Mother's Day: I was bringing Mom a present so soft, so gossamer-light it seemed to have no weight but lay across my outstretched arms like something sleeping. I'd spent a frustrating half-hour wrapping it in rainbow tin foil, crisscrossing the foil with multi-colored yarns instead of ribbon; I had a vision of the sort of wild/funny/funky look I wanted for the gift, and had to settle for this cross between New Age and Kindergarten. I'd taken a half-day off from work to find an appropriate gift for my mother who presented a riddle to her grown daughters, for she seemed in need of nothing.
We'd wanted to take Mom out, of course. My sister Clare and me. Why not, for once, a Mother's Day meal in elegant surroundings, the Mt. Ephraim Inn for instance. No need for Mom to prepare one of her complicated meals, work herself into a state of nerves inviting guests at the last minute like a train hooking on extra cars, careening and swerving along the tracks!
No need. Except of course Mom resisted. Maybe when Dad had been alive, if he'd insisted on taking her out she'd have consented, but now Dad was gone, there was just Clare and me hoping to persuade our mother to behave reasonably.
Mom had a round childlike face that showed every emotion clear as water. Her skin was flushed as if windburnt, her eyes were wide-open greeny-amber. Since Dad's death she'd become a darting little hummingbird of a woman. Her shock at my appearance was such, I'd have sworn what I heard her say was What have you done with my hair?
I was thirty-one years old. Mom was fifty-six. We'd been having these exchanges for almost three decades. You'd have thought we were both accustomed to them by now, but we didn't seem to be. I could feel Mom's quickened heartbeat like my own.

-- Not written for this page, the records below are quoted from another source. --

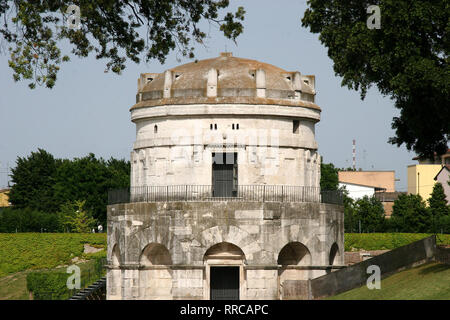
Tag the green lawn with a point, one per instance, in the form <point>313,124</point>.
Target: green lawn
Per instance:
<point>427,282</point>
<point>21,253</point>
<point>386,241</point>
<point>31,251</point>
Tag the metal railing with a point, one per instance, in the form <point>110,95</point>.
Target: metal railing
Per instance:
<point>258,193</point>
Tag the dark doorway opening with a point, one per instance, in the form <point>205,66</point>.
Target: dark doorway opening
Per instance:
<point>224,283</point>
<point>224,174</point>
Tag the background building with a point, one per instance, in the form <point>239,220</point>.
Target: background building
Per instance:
<point>443,177</point>
<point>421,179</point>
<point>380,184</point>
<point>225,200</point>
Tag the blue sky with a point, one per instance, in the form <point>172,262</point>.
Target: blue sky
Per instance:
<point>88,110</point>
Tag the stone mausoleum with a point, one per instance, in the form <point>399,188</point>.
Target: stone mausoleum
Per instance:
<point>225,201</point>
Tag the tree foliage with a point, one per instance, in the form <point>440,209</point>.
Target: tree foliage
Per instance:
<point>406,59</point>
<point>410,214</point>
<point>75,217</point>
<point>44,183</point>
<point>364,215</point>
<point>112,30</point>
<point>328,177</point>
<point>33,181</point>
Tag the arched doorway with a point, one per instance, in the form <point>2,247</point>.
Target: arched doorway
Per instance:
<point>155,275</point>
<point>224,272</point>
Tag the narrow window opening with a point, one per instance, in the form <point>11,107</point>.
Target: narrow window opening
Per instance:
<point>296,126</point>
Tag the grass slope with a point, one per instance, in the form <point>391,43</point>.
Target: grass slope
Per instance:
<point>30,251</point>
<point>386,241</point>
<point>427,282</point>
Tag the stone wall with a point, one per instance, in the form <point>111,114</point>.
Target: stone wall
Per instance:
<point>161,250</point>
<point>392,261</point>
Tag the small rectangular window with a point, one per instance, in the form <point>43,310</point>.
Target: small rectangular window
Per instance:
<point>296,126</point>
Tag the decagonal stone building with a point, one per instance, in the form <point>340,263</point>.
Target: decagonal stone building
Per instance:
<point>225,200</point>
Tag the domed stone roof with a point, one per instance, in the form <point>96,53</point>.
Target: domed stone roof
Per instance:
<point>226,79</point>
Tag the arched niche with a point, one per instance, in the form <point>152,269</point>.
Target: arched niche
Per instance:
<point>294,253</point>
<point>334,254</point>
<point>115,256</point>
<point>224,251</point>
<point>224,277</point>
<point>155,254</point>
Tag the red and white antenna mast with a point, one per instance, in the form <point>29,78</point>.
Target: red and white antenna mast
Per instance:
<point>354,154</point>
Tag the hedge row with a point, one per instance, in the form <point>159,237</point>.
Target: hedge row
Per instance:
<point>52,285</point>
<point>386,241</point>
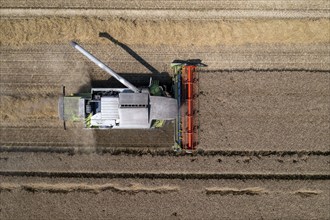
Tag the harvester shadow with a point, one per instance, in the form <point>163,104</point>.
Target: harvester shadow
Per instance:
<point>137,79</point>
<point>130,52</point>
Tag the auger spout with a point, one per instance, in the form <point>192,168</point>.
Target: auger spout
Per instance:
<point>104,67</point>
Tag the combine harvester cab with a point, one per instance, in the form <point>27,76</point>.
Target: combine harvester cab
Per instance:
<point>186,92</point>
<point>118,108</point>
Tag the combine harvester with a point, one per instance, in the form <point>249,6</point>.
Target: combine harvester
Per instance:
<point>139,108</point>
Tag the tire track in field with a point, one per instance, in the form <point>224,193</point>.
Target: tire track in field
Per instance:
<point>182,176</point>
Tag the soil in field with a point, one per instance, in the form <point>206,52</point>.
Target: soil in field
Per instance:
<point>38,30</point>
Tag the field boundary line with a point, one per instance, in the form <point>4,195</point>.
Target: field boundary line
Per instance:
<point>140,152</point>
<point>194,14</point>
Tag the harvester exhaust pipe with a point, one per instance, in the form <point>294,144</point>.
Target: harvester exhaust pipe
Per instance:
<point>104,67</point>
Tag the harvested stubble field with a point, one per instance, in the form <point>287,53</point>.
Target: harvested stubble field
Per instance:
<point>264,110</point>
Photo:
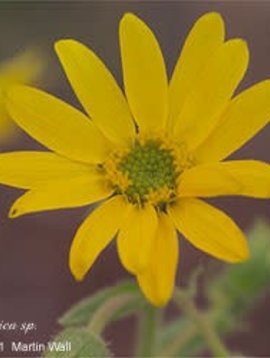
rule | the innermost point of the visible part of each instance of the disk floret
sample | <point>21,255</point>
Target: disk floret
<point>151,171</point>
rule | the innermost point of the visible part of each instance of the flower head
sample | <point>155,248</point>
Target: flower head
<point>150,155</point>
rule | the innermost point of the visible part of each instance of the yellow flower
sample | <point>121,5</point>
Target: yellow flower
<point>24,68</point>
<point>150,155</point>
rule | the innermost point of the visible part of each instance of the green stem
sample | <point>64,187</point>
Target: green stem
<point>148,321</point>
<point>103,315</point>
<point>180,341</point>
<point>185,302</point>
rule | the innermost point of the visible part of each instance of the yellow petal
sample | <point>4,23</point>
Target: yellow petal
<point>57,125</point>
<point>97,90</point>
<point>144,72</point>
<point>60,194</point>
<point>95,234</point>
<point>136,238</point>
<point>210,230</point>
<point>157,282</point>
<point>27,170</point>
<point>246,114</point>
<point>211,93</point>
<point>208,180</point>
<point>202,42</point>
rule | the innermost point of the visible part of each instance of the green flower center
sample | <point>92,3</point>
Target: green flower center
<point>149,168</point>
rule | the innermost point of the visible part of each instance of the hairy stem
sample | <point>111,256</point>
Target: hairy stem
<point>148,321</point>
<point>205,328</point>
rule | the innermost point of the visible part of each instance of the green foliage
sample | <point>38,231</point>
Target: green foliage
<point>81,313</point>
<point>83,344</point>
<point>231,294</point>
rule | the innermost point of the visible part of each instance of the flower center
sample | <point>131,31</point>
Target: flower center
<point>146,172</point>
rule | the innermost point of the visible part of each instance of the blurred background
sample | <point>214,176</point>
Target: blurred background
<point>35,282</point>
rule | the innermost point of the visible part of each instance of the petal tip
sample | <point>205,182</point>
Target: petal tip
<point>14,212</point>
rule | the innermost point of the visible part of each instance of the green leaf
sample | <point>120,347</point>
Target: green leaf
<point>81,343</point>
<point>81,313</point>
<point>232,294</point>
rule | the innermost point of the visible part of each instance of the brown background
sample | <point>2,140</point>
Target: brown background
<point>35,283</point>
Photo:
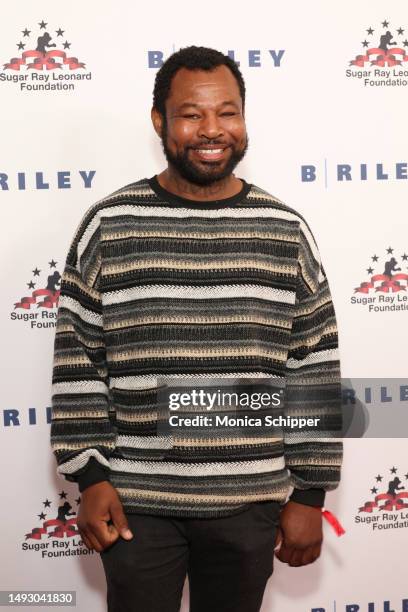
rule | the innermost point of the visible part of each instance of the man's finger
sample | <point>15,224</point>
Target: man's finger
<point>278,539</point>
<point>296,558</point>
<point>86,540</point>
<point>284,553</point>
<point>120,521</point>
<point>93,539</point>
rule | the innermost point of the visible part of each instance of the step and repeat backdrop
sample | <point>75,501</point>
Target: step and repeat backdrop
<point>327,88</point>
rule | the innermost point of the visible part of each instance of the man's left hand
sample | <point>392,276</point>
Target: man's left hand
<point>300,534</point>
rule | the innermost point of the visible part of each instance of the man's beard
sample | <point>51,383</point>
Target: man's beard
<point>191,172</point>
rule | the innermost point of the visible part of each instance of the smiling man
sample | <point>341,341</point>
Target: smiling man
<point>194,273</point>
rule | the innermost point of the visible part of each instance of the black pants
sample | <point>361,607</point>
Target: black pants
<point>228,562</point>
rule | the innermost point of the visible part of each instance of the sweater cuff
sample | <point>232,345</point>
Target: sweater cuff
<point>94,472</point>
<point>309,497</point>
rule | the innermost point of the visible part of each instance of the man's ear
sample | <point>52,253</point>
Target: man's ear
<point>157,120</point>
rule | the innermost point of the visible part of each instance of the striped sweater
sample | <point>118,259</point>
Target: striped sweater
<point>156,286</point>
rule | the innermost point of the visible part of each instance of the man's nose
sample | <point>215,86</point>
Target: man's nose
<point>210,126</point>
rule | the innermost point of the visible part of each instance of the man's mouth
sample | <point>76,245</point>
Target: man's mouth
<point>210,153</point>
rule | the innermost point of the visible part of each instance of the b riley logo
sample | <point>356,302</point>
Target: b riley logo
<point>386,287</point>
<point>383,61</point>
<point>57,535</point>
<point>39,308</point>
<point>388,507</point>
<point>45,62</point>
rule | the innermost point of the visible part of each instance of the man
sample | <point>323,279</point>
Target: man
<point>194,273</point>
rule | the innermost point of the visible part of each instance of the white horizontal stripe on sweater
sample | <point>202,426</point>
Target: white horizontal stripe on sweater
<point>301,440</point>
<point>80,386</point>
<point>228,468</point>
<point>145,442</point>
<point>186,292</point>
<point>151,381</point>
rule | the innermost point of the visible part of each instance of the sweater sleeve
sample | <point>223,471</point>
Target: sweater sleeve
<point>313,455</point>
<point>82,435</point>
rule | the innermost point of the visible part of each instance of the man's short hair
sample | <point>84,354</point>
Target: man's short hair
<point>191,58</point>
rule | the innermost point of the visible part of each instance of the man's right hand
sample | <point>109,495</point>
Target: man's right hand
<point>100,503</point>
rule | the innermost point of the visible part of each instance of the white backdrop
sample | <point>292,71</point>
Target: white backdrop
<point>305,111</point>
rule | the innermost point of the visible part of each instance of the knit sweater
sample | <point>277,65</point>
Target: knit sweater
<point>155,286</point>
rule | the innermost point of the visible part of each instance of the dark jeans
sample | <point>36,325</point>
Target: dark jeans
<point>228,562</point>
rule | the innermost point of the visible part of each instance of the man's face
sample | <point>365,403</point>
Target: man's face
<point>203,134</point>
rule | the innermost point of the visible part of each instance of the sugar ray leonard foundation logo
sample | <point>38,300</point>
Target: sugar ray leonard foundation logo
<point>386,287</point>
<point>39,308</point>
<point>45,62</point>
<point>57,535</point>
<point>388,508</point>
<point>384,58</point>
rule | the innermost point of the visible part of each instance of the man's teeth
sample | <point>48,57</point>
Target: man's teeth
<point>210,151</point>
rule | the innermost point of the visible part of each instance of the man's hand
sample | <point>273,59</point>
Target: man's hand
<point>300,534</point>
<point>99,504</point>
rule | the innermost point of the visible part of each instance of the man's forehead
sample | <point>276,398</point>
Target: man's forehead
<point>186,83</point>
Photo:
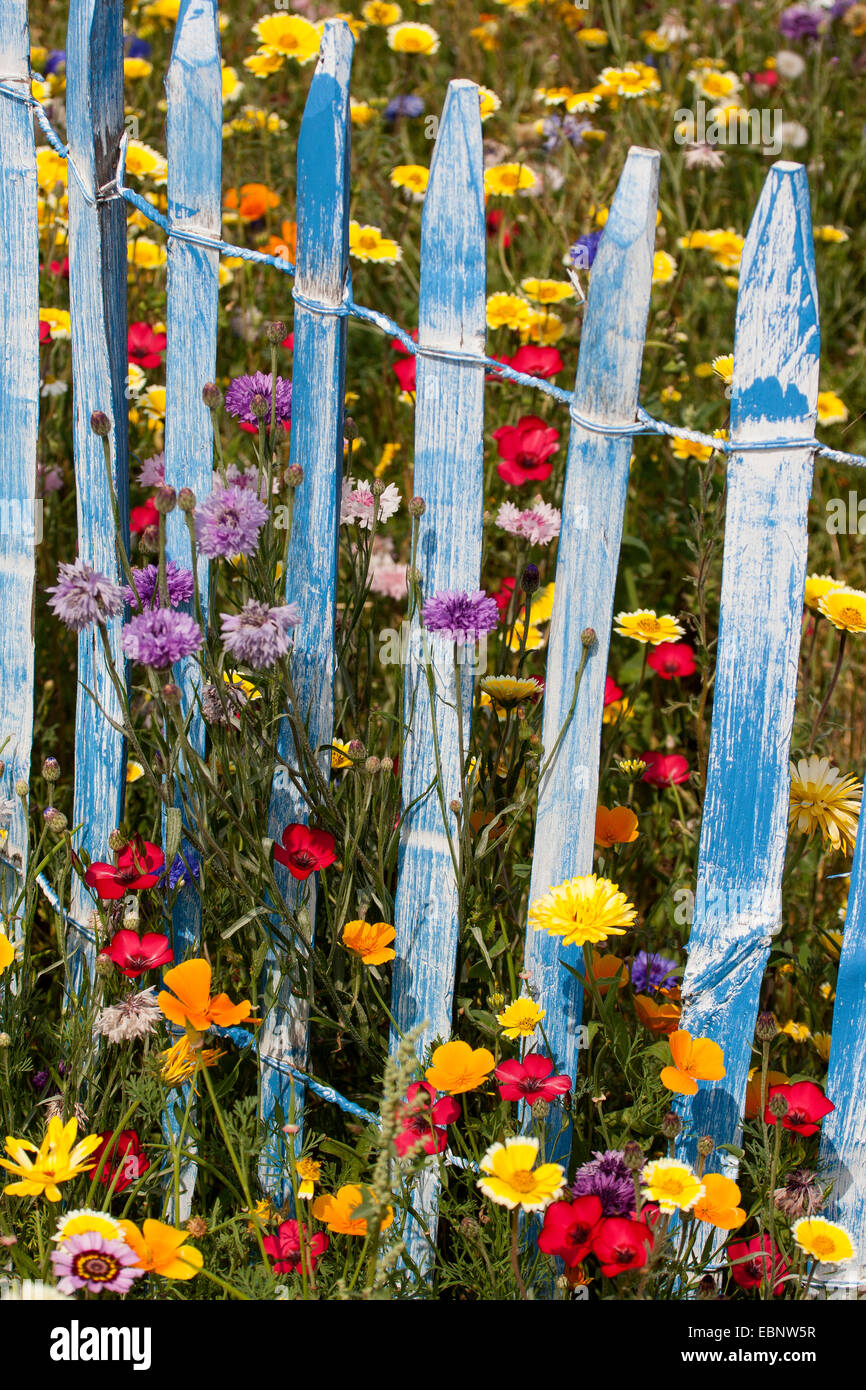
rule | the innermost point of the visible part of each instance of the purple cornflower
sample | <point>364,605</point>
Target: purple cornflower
<point>243,388</point>
<point>259,634</point>
<point>160,637</point>
<point>82,597</point>
<point>460,617</point>
<point>152,474</point>
<point>651,970</point>
<point>148,588</point>
<point>228,521</point>
<point>608,1178</point>
<point>95,1262</point>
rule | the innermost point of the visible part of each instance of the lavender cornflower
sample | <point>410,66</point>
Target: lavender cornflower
<point>82,597</point>
<point>608,1178</point>
<point>259,634</point>
<point>152,474</point>
<point>460,617</point>
<point>239,395</point>
<point>651,972</point>
<point>160,637</point>
<point>228,521</point>
<point>134,1018</point>
<point>148,591</point>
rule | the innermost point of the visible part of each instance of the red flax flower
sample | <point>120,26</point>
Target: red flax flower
<point>123,1154</point>
<point>526,449</point>
<point>132,954</point>
<point>138,866</point>
<point>284,1248</point>
<point>570,1228</point>
<point>806,1107</point>
<point>622,1244</point>
<point>305,851</point>
<point>672,659</point>
<point>421,1118</point>
<point>530,1080</point>
<point>755,1258</point>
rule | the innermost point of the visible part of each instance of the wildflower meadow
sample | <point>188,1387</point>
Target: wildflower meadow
<point>434,734</point>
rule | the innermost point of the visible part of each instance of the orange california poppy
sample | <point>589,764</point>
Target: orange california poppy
<point>695,1059</point>
<point>617,826</point>
<point>193,1005</point>
<point>658,1018</point>
<point>163,1250</point>
<point>719,1204</point>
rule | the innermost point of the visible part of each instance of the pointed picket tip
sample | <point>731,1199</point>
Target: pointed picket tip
<point>776,370</point>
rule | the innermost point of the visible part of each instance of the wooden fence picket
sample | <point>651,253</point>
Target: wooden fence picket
<point>317,445</point>
<point>20,516</point>
<point>594,505</point>
<point>744,830</point>
<point>97,302</point>
<point>193,135</point>
<point>448,476</point>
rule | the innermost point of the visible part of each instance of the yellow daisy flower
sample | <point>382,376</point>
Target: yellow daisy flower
<point>510,1179</point>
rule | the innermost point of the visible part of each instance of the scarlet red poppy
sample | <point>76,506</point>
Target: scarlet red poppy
<point>670,659</point>
<point>622,1244</point>
<point>132,954</point>
<point>123,1157</point>
<point>806,1107</point>
<point>145,346</point>
<point>665,769</point>
<point>305,851</point>
<point>285,1248</point>
<point>421,1118</point>
<point>570,1228</point>
<point>143,516</point>
<point>755,1260</point>
<point>530,1080</point>
<point>526,449</point>
<point>138,866</point>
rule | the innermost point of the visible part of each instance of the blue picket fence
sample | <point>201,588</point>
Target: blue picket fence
<point>770,459</point>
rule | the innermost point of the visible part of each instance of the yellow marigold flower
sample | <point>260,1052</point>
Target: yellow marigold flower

This time, the situation was pretty tame. I hadn't run away from home as I'd done as a teenager, or, worse yet, returned home abruptly and unexpectedly from college refusing to explain why. I hadn't announced that I was engaged to a young man my parents scarcely knew, nor even that I'd broken off the engagement. (Twice. Two very different young men.) I hadn't quit my current job in a succession of boring jobs. Hadn't "gone off " with a not-quite-divorced man nor even by myself cross-country in a rattletrap Volkswagen van to backpack in the Grand Tetons, in Idaho. All I'd done was have my hair cut punk-spiky style and darkened to a shade of inky-maroon that, in certain lights, glared iridescent. No strand of hair longer than one inch, shaved at the sides and back of my head. You could say this was a chic-druggie look of another era or you could say that I looked like someone who'd stuck her finger into an electric socket.
Mom smiled bravely. It was Mother's Day after all, there were guests in the other room. Wasn't Gwen Eaton known in Mt. Ephraim, New York, in the Chautauqua Valley seventy miles south of Lake Ontario, as uncomplaining, unself-pitying, good-natured and good-hearted and indefatigably optimistic?